אירועים
אירועים והרצאות בפקולטה למדעי המחשב ע"ש הנרי ומרילין טאוב
גילי יבנה (הרצאה סמינריונית למגיסטר)
יום שלישי, 21.02.2017, 13:00
The cost of accessing shared objects that are stored in remote memory, while
neglecting accesses to shared objects that are cached in the local memory,
is evaluated by the number of remote memory references (RMRs) in an execution.
two flavours of this measure- cache-coherent (CC) and distributed shared memory
(DSM)-model two popular shared-memory architectures. The number of RMRs,
however, does not take into account the granularity of memory accesses, namely,
the fact that accesses to the shared memory are performed in blocks.
This thesis proposes a new measure, called block RMRs, counting the number of
remote memory references while taking into account the fact that shared objects
can be grouped into blocks. On the one hand, this measure reflects the fact that
the RMR paid for bringing a shared object to the local memory might save another
RMR for bringing another object placed at the same block. On the other hand,
this measure accounts for false sharing: the fact an RMR may be paid when
accessing an object due to a concurrent access to another object in the same
block.
This paper proves that in the CC model finding an optimal placement, i.e.,
grouping of objects into blocks, is NP-hard when a block can store three objects
or more; the result holds even if the sequence of accesses is known in advance.

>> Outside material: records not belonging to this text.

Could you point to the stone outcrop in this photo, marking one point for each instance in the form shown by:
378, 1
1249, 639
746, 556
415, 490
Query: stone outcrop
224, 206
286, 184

In the DSM model, the answer depends on the cost of invalidating data
throughout the system. If cache coherence is supported (i.e., some mechanism
exists to inform processes that the data in their local memory is no longer
valid), and if the cost of invalidation is negligible compared to the cost of
an RMR, then finding an optimal solution is NP-hard. If invalidation is not
negligible, an optimal layout can be approximated within an additive factor
(depending on the number of processes), if the sequence of accesses is known
in advance.
In both the CC and the DSM models, finding an optimal placement is NP-hard when
objects have different sizes, even for a single process.